Additionally, the United States President Joe Biden recently declared for the first time that he supported ending the filibuster—an action designed to prolong debate and delay or prevent a vote on a bill, resolution, amendment, or other debatable question—to protect a person’s right to an abortion and a greater issue of the constitutional right to privacy. This was an extremely striking assertion from someone who had long resisted calls from the liberal wing of the Democratic Party, asking to strike down the Senate practice of a 60-vote threshold requirement to pass legislation. Biden even went on to say that Roe v. Wade needs to be codified into the law and that Congress needs to act now.

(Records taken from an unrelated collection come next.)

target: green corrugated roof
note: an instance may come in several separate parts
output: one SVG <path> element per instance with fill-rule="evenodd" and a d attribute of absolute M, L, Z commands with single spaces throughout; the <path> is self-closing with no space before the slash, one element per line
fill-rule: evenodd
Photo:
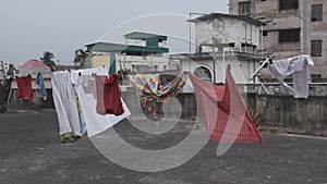
<path fill-rule="evenodd" d="M 158 38 L 158 40 L 167 40 L 167 36 L 164 35 L 156 35 L 156 34 L 148 34 L 148 33 L 142 33 L 142 32 L 132 32 L 130 34 L 124 35 L 126 39 L 141 39 L 146 40 L 148 38 Z"/>

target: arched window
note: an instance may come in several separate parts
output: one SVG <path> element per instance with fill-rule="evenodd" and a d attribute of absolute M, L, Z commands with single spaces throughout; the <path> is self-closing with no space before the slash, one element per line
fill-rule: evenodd
<path fill-rule="evenodd" d="M 209 69 L 207 69 L 205 66 L 198 66 L 194 70 L 193 73 L 198 78 L 202 78 L 204 81 L 211 83 L 213 75 L 211 75 L 211 72 L 209 71 Z"/>

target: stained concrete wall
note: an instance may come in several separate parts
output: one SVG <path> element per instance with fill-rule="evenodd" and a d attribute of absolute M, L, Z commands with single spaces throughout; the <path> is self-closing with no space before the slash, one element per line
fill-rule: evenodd
<path fill-rule="evenodd" d="M 36 93 L 35 93 L 36 94 Z M 44 101 L 39 96 L 32 100 L 16 98 L 12 93 L 9 111 L 55 109 L 51 91 Z M 140 98 L 135 90 L 122 93 L 122 97 L 133 115 L 144 116 Z M 261 126 L 288 130 L 304 130 L 306 133 L 327 132 L 327 96 L 310 96 L 308 99 L 294 99 L 292 96 L 243 94 L 245 103 L 261 119 Z M 195 94 L 180 94 L 166 105 L 154 105 L 159 116 L 195 120 L 201 116 L 201 106 Z M 150 114 L 147 113 L 148 116 Z"/>
<path fill-rule="evenodd" d="M 263 118 L 262 125 L 327 131 L 327 97 L 294 99 L 292 96 L 259 95 L 256 112 Z"/>
<path fill-rule="evenodd" d="M 311 74 L 322 74 L 327 78 L 327 2 L 326 0 L 299 0 L 298 10 L 279 10 L 279 0 L 229 0 L 229 13 L 239 14 L 239 2 L 251 2 L 251 17 L 266 23 L 263 27 L 268 36 L 262 37 L 265 51 L 274 51 L 274 59 L 291 58 L 296 54 L 311 54 L 311 40 L 323 40 L 322 57 L 314 57 L 315 66 Z M 323 21 L 312 22 L 312 5 L 323 4 Z M 278 41 L 278 30 L 301 28 L 300 41 Z"/>

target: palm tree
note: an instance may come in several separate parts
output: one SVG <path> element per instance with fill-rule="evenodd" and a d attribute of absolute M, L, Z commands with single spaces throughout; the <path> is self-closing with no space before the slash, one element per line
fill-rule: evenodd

The Supreme Court’s daunting decision to strike down Roe is deadly for everyone throughout the country. No matter who you are, the overturning of Roe will most likely affect you in some way or another. The United States is more polarized than ever, with states either strengthening their laws to guarantee people the right to an abortion or with states passing laws that basically makes it illegal to have an abortion. This also means that there is no greater time than now to vote, as it is now up to the citizens of each state to determine their fate. Vote for your rights, the rights of your family, and the rights of your friends. If you cannot vote, be sure to share and educate others about the issue. Join petitions and protests. Donate to abortion funds and organizations supporting people to get the resources that they need. People across the nation are hurting because of the deadly decisions of the Supreme Court and we can no longer hold our silence.